Local Deployment, Inference, and Fine‑tuning of the Vicuna‑7B Large Language Model

The author begins by reviewing the unsatisfactory performance of a previously deployed Alpaca‑LoRA model on Chinese instructions and motivates the exploration of Vicuna‑7B, which reportedly reaches over 90% of ChatGPT’s capability while being inexpensive to train.

Environment preparation includes upgrading GCC to version 13.1, installing CUDA 11.7 via the runfile installer, and adding cuDNN and NCCL RPM packages. Commands for extracting, configuring, and compiling GCC are provided, wrapped in tar -xzf gcc-13.1.0.tar.gz, cd gcc-13.1.0, ./contrib/download_prerequisites, mkdir build,

../configure --enable-checking=release --enable-languages=c,c++ --disable-multilib

, and subsequent make and make install steps.

To obtain Vicuna, the original LLaMA‑7B model (26 GB) is cloned via

git lfs clone https://huggingface.co/decapoda-research/llama-7b-hf

and the Vicuna delta weights are fetched with

git lfs clone https://huggingface.co/lmsys/vicuna-7b-delta-v1.1

. The two are merged using the FastChat utility:

python -m fastchat.model.apply_delta \

--base ./model/llama-7b-hf \

--delta ./model/vicuna-7b-delta-v1.1 \

--target ./model/vicuna-7b-all-v1.1

which results in a 13 GB combined checkpoint.

Required Python dependencies (fschat, tensorboardX, flash‑attn) are installed via pip install fschat tensorboardX. Flash‑attn fails on the original GCC, prompting the compiler upgrade described earlier.

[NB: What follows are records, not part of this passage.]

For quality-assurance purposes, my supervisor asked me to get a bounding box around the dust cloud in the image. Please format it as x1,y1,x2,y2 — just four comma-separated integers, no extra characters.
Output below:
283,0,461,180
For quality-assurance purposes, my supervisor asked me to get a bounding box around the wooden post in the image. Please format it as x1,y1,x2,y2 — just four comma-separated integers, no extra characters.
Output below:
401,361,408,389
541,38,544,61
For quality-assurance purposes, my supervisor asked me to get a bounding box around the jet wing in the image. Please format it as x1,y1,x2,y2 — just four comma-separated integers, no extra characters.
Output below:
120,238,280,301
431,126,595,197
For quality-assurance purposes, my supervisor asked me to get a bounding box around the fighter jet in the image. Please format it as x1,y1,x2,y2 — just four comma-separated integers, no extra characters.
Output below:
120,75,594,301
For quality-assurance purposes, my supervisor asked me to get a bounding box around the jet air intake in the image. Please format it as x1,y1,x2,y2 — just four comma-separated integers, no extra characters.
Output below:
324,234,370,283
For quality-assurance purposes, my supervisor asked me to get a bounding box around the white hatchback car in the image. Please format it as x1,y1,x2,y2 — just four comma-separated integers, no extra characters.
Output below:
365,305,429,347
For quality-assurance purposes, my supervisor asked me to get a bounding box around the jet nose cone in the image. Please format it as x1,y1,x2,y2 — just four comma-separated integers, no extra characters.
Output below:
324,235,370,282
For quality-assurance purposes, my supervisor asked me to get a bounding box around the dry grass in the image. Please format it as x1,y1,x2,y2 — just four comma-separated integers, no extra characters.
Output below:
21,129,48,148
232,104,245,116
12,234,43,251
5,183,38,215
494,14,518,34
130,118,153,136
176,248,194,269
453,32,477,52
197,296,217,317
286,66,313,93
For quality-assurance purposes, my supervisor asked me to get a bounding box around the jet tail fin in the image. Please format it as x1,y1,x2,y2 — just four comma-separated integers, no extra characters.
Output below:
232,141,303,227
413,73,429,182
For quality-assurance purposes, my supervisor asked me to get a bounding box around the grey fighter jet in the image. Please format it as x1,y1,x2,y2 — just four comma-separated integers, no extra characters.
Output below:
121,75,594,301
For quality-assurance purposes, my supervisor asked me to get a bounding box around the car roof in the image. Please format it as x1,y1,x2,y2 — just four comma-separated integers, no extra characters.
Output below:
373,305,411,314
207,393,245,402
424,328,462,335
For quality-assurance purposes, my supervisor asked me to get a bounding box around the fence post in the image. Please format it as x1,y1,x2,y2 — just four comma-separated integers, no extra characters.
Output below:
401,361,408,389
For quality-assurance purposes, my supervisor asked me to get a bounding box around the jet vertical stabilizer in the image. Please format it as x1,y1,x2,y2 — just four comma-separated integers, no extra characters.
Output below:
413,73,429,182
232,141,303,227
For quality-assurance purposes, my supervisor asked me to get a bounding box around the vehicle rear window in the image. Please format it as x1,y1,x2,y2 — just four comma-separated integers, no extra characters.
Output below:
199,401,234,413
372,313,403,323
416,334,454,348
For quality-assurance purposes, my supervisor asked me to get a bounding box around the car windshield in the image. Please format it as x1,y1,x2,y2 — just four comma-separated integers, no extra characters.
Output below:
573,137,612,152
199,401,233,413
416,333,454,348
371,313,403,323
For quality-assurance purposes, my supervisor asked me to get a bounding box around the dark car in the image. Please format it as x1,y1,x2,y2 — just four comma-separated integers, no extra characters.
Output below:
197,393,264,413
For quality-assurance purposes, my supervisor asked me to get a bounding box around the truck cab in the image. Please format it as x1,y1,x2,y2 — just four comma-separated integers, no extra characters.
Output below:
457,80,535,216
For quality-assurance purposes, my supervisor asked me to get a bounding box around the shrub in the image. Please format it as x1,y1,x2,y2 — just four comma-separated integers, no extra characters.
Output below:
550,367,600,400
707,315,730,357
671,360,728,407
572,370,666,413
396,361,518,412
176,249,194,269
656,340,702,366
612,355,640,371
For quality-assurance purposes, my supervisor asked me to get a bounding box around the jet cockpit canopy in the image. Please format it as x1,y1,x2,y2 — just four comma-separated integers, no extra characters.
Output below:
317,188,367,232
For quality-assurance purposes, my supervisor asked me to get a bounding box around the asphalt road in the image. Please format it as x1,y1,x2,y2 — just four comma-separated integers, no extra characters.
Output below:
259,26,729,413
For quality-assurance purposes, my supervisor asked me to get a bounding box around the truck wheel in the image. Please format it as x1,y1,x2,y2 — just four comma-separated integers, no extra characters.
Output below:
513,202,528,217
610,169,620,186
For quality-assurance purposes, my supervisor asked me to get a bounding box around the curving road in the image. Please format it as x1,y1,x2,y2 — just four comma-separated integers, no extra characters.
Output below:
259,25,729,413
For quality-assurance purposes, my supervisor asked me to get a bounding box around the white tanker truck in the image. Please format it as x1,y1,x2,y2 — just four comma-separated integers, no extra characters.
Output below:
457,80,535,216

Model inference is performed with FastChat’s CLI:

python -m fastchat.serve.cli --model-path ./model/vicuna-7b-all-v1.1 --style rich

Alternative flags for 8‑bit loading, CPU execution, or multi‑GPU usage are also shown.

Evaluation compares Vicuna’s responses on recipe recommendation, multilingual queries, code generation, and math problems. Results indicate strong multilingual ability and decent coding assistance, but occasional hallucinations in recipes and inaccurate simple arithmetic.

Fine‑tuning attempt uses a torchrun command with multiple GPUs, specifying dataset, training hyper‑parameters, and FSDP settings. The process fails because the Tesla P40 (SM_62) lacks the required SM_75 architecture for the model’s fine‑tuning kernels.

In conclusion, Vicuna‑7B delivers superior inference speed (≈1 s per query on a single GPU) and better multilingual performance than Alpaca, making it a solid open‑source LLM candidate. Future work includes fine‑tuning on newer GPUs, integrating the model into specific applications, and building a production‑ready service.